Специальная радиограмма, переданная в тот же день на поверхность, вызвала необычайное волнение среди геологов всего мира.
Вскоре после железорудной залежи, на глубине в пять тысяч двести пятьдесят метров, снаряд вступил в толщу гранита, составляющего фундамент Донецкой впадины. Скорость движения снаряда держалась, однако, на пятнадцати метрах в час. К этому времени Брусков уже совершенно поправился и вернулся к своей работе. В шаровой каюте вновь воцарились спокойствие и трудовая, размеренная жизнь. За Володей прочно остались отвоеванные им у Малевской простейшие анализы. Кроме того, наладилась его систематическая учеба.
На третьи сутки после вступления снаряда в область гранита за общим обедом собрались все члены экспедиции. Это случалось не часто. Обычно в часы обеда кто-нибудь бывал занят срочной работой или спал после вахты. Обеды проходили поэтому всегда в относительной тишине — старались не шуметь, чтобы не мешать сну или работе товарищей.
Сегодня случай собрал всех за столом, и обед проходил шумно, в приподнятом, веселом настроении. Брусков не уставал шутить и острить, имея постоянного партнера в лице жизнерадостного Володи.

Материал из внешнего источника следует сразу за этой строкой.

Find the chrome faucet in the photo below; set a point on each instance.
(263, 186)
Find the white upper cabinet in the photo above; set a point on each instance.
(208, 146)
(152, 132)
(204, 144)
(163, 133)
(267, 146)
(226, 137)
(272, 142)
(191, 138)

— Мы прошли, — говорил Мареев, наливая в стакан воды несколько капель концентрированного вина, — мы прошли все осадочные отложения, которые можно было встретить в этой точке земной коры. Мы прорезали первый километр в первозданной архейской породе, поверхность которой многие сотни миллионов лет назад представляла мрачную, безжизненную пустыню. За долгие миллионы лет она покрылась осадочными породами, на них расцвела жизнь, и эта жизнь послала нас сюда, в мертвые, неподвижные глубины, чтобы бросить здесь ее семена, внести сюда движение, деятельность, заставить и эти мертвые глубины принять участие в празднике жизни, который все шире разворачивается на нашей планете...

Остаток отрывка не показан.